Dogs
In this representational image, West Highland terriers pose during the final day of the 134th Westminster Kennel Club Dog Show at Madison Square Garden in New York, Feb. 16, 2010. Getty Images/ Timothy A. Clary

A British man was banned by court order from keeping any pets for the rest of his life after his two dogs died due to his negligence.

The Birmingham Magistrates Court heard that Julian Bradbury left his West Highland terriers, Ted and Poppy, inside a hot car for nearly an hour and 20 minutes, on July 11, which caused them to die of hypothermia.

Bradbury took his dogs along with him when he went to pick his son up from school on the day at 3:10 p.m. local time (10:10 a.m. EST). While he returned after 13 minutes and parked his car near his house, he said he simply forgot to let his dogs out of the car. The temperature outside at the time was 26 degree Celsius, which meant that temperature inside the vehicle would have reached almost double of that in the 78 minutes the dogs spent in the car, Mirror Online reported.

Royal Society for the Prevention of Cruelty to Animals (RSPCA) inspector Herchy Boal said: “These dogs were left in the full view of the sun during the heat wave for one hour and 18 minutes so they must have suffered a long and lingering decline. It was the day when England played Croatia in a World Cup match in the evening and people will I am sure recall it was very hot.”

As to how Bradbury spent the 78 minutes was a point of debate in the court.

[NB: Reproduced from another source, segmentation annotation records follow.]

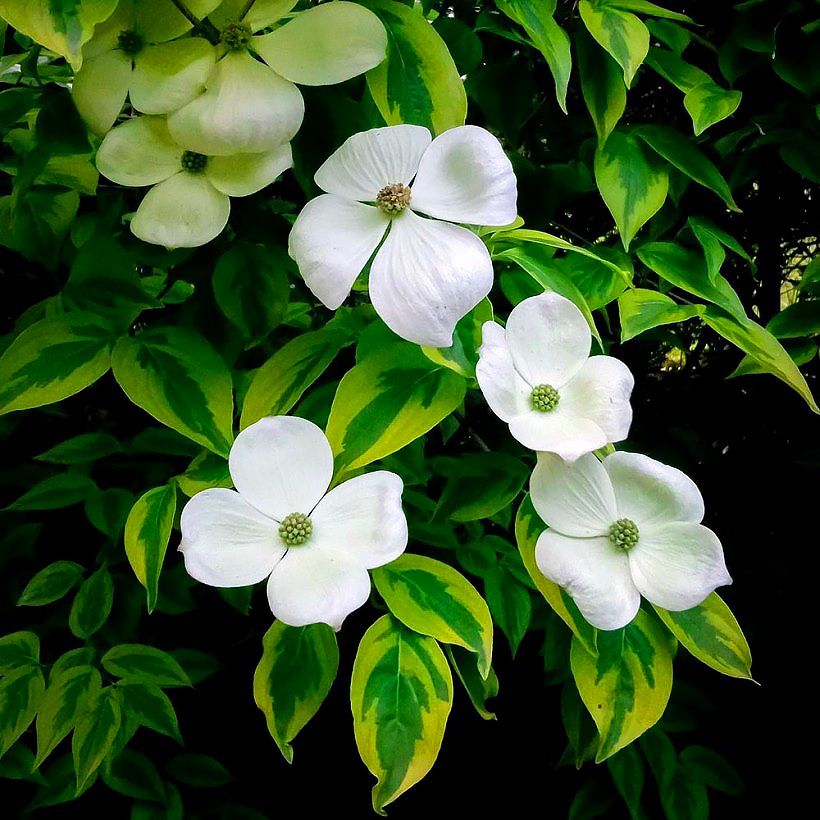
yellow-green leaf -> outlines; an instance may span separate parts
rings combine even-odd
[[[732,678],[752,680],[752,652],[732,610],[713,592],[684,612],[655,611],[669,631],[700,661]]]
[[[288,626],[274,621],[262,639],[253,675],[253,699],[288,763],[290,741],[316,714],[339,668],[336,635],[327,624]]]
[[[458,570],[405,553],[372,575],[387,608],[405,626],[475,652],[481,676],[487,677],[493,653],[490,610]]]
[[[439,645],[379,618],[362,636],[350,681],[356,746],[378,778],[373,808],[418,783],[441,748],[453,702],[453,678]]]
[[[598,727],[597,763],[653,726],[672,692],[672,638],[645,612],[623,629],[598,631],[598,654],[572,641],[570,665]]]

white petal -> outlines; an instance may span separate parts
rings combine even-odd
[[[627,556],[608,538],[569,538],[546,530],[535,545],[535,562],[598,629],[620,629],[638,614],[641,596]]]
[[[564,535],[608,536],[617,519],[612,483],[591,454],[567,464],[559,456],[538,453],[530,496],[538,515]]]
[[[456,322],[493,286],[484,243],[449,222],[405,210],[370,267],[370,300],[385,324],[419,345],[449,347]]]
[[[308,515],[333,477],[327,437],[312,421],[270,416],[246,427],[231,447],[234,486],[260,512],[281,521]]]
[[[74,105],[95,134],[105,134],[122,111],[131,80],[131,58],[121,51],[106,51],[86,58],[74,75]]]
[[[530,296],[507,320],[515,369],[529,384],[560,390],[589,356],[592,335],[583,314],[557,293]]]
[[[148,46],[134,59],[131,104],[144,114],[166,114],[205,90],[216,49],[201,37]]]
[[[131,233],[166,248],[197,248],[222,233],[230,213],[230,199],[203,174],[181,171],[145,195]]]
[[[348,137],[319,166],[314,179],[329,194],[375,202],[386,185],[410,184],[430,139],[430,132],[420,125],[361,131]]]
[[[304,114],[299,89],[243,51],[216,64],[207,91],[169,115],[168,128],[200,154],[261,154],[288,142]]]
[[[604,459],[615,490],[618,517],[640,529],[668,521],[703,520],[703,496],[694,481],[677,469],[642,453],[612,453]]]
[[[510,420],[510,432],[530,450],[556,453],[568,462],[603,447],[608,441],[606,433],[594,421],[557,410],[552,413],[529,410],[515,416]]]
[[[732,583],[718,537],[701,524],[639,528],[638,543],[627,556],[641,595],[672,612],[691,609]]]
[[[192,578],[212,587],[258,584],[286,550],[279,525],[233,490],[203,490],[182,510],[179,549]]]
[[[333,194],[317,196],[302,208],[288,238],[288,253],[322,304],[336,310],[344,302],[388,222],[378,208]]]
[[[153,185],[176,174],[182,149],[171,139],[165,119],[136,117],[105,135],[97,168],[120,185]]]
[[[629,397],[635,379],[620,359],[592,356],[561,388],[562,413],[594,421],[607,441],[623,441],[632,424]]]
[[[205,176],[217,191],[229,196],[248,196],[270,185],[293,165],[290,143],[264,154],[234,154],[209,157]]]
[[[481,327],[475,377],[490,410],[502,421],[529,411],[530,386],[516,373],[504,328],[496,322]]]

While the prosecutors argued that he spent it playing with his children in a nearby area, the man’s lawyer, Chris Stewart, said his client’s daughter needed to rush to the toilet after reaching home and that was why letting out the dogs from the car skipped his mind.

"An error of judgment led to the death of what my client tells me were family members. He questions himself every day, asking why did he do it? In his car, both dogs had fallen asleep during the journey and, after arriving home, his daughter needed the toilet urgently. Disciplinary issues were also forthcoming with his son while in the flat,” Stewart said.

According to CCTV footage, Bradbury went back to let his dogs out of his car at 4:42 p.m. local time (11:42 p.m. EST). That was when he discovered that one of them had gone limp while another was gasping for breath. He unsuccessfully tried to revive the dog that had fainted by giving it mouth-to-mouth resuscitation. He also put them in the bath to cool them down but they did not survive.

Surveillance footage showed Bradbury leaving his home with the bodies of his dogs wrapped in a bundle a few hours later that day. The bodies were found buried in a nearby field when RSPCA officials dug them up, as part of their probe into dog fouling in the area. When he was interrogated about the surveillance footage, Bradbury initially told investigators he was taking the carcasses to his garage.

After the verdict, which also included a fine of 850 pounds ($1,078), presiding Judge Ian Strongman told Bradbury: “It was stupidity rather than deliberate cruelty, which is why the sentence was what it was.”